Payment providers could offer a broader range of services than just a passive payment stream. For instance, they could support tipping; i.e. the one-time transfer of a specific amount of money. This is not a functionality that Web Monetization supports, though - that specification is only concerned with setting up passive, fixed monetization streams.
In order for Web Monetization to work, both visitor and page owner will have to have a digital wallet connected to the Interledger network, which is used for the actual transfer of money in a payment stream. Payment providers offer such a digital wallet as part of their service, but theoretically you could set up your own.
Visitors also need to subscribe to a payment provider. This payment provider manages the monetization stream.
Unfortunately, right now visitors will have to sign up for both a digital wallet and a payment provider. In addition, all current digital wallets are based on cryptocurrency. The web monetization world is aware that these two issues are a problem to some, and is working on solving them. Unfortunately that is going to take a while for reasons explained on the monetization stream page.
Visitors also need a web monetization agent: a piece of software that supports web monetization, provides the connection to the Interledger network, and can start up a monetization stream. Currently the only web monetization agent is Coil's browser extension. In the future browsers may support web monetization natively.
Site owners should add a <link>
tag to each page or asset they want to monetize. This tag contains a payment pointer: a link to a JSON file that defines a payment end point, an address of the digital wallet where visitors' payments should go. Visitors receive this payment pointer when they sign up for a wallet.
Site owners can listen to a monetization
event fired by the <link>
tag to determine if the monetization stream is running. They can react by, for instance, showing premium content to paying visitors — although right now this is only possible via JavaScript that is fairly easy to work around for web developers.

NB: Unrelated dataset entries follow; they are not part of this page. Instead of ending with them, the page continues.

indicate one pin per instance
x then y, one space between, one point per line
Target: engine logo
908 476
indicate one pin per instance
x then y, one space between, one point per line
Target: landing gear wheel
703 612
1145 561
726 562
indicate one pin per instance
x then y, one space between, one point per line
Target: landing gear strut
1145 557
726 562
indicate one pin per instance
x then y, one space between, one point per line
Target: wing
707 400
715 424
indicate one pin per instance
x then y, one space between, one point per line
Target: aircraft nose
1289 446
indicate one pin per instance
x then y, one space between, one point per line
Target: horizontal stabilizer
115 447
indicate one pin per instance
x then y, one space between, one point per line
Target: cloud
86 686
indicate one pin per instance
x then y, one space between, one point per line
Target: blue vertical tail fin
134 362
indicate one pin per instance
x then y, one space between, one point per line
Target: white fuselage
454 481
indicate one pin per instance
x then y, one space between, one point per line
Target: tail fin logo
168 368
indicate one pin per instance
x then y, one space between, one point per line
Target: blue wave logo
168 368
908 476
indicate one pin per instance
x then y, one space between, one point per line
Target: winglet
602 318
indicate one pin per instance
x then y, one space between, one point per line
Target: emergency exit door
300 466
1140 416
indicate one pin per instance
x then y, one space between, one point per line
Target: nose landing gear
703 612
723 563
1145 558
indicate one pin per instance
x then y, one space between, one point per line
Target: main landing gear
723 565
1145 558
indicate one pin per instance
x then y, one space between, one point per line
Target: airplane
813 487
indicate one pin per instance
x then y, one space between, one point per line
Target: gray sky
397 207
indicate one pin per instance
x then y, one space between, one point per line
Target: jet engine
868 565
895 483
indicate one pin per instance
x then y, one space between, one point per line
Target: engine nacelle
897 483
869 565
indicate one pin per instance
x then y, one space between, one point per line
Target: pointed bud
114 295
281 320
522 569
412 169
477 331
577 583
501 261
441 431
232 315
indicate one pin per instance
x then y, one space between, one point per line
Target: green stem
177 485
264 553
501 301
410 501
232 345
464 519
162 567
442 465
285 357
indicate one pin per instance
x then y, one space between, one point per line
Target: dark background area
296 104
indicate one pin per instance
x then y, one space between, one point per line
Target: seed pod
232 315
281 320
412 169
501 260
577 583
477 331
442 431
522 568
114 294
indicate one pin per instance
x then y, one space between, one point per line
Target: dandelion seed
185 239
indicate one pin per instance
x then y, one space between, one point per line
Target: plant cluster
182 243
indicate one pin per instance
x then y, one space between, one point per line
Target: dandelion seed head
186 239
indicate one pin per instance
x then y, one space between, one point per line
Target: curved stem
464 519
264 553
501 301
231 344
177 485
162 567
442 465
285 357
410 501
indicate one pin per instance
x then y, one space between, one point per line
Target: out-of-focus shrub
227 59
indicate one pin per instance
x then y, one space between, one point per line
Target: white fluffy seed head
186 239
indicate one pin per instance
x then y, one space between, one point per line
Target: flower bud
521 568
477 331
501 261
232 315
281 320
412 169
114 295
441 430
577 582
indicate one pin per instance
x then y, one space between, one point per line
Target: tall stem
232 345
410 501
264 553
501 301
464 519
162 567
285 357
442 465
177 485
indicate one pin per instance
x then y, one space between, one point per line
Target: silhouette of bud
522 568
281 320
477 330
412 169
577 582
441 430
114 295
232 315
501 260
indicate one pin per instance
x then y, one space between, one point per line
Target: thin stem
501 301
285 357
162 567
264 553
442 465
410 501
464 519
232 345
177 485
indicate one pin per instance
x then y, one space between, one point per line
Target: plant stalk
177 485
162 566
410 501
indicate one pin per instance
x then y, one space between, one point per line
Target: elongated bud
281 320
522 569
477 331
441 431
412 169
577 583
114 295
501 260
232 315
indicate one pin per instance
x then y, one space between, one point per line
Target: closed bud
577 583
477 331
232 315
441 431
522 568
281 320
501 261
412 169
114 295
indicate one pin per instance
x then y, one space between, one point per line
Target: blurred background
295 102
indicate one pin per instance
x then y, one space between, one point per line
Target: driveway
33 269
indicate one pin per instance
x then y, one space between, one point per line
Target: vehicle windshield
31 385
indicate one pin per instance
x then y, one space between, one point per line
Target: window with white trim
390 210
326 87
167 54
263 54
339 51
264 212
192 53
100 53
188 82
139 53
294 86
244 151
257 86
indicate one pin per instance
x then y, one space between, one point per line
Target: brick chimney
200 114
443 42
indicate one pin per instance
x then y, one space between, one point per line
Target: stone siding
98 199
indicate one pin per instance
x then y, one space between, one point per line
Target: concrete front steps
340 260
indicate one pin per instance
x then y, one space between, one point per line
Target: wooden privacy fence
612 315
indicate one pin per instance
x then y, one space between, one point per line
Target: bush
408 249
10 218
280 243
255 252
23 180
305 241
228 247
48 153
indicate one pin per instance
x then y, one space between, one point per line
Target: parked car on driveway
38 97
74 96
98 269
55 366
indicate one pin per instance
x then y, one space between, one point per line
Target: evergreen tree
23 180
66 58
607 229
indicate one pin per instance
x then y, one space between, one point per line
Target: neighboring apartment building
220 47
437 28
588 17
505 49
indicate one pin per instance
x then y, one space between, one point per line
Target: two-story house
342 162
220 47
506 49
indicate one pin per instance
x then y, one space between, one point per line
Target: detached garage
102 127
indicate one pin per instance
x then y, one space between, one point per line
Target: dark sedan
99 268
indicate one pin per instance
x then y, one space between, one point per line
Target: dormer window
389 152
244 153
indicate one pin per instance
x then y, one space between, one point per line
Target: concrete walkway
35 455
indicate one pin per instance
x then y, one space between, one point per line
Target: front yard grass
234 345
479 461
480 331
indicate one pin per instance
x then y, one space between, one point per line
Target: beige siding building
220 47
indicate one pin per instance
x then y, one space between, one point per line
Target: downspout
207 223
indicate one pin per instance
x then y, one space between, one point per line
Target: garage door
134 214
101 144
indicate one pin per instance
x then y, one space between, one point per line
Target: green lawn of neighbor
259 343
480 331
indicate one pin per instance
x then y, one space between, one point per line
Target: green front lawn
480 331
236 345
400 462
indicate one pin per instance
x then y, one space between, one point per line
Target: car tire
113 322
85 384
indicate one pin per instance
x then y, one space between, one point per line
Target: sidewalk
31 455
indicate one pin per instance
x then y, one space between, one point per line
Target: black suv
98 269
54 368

The details can be found on the documentation page, and there's also a glossary and an example script available.
Unfortunately no browser supports Web Monetization natively yet. The Gecko-based Puma browser for Android supports it partially, but does so by compiling the Coil extension along with the Gecko rendering engine.
There is also a Wordpress plugin, but it mainly helps you by creating link tags and hiding content automatically. It uses a display: none
that is triggered by the monetization
event. It, too, depends on the Coil extension.
That leaves the Coil extension the only full implementation at the moment. In addition to the current Web Monetization specification it will continue to support the deprecated previous version for a while, and it handles a few cases that the specification deliberately does not cover.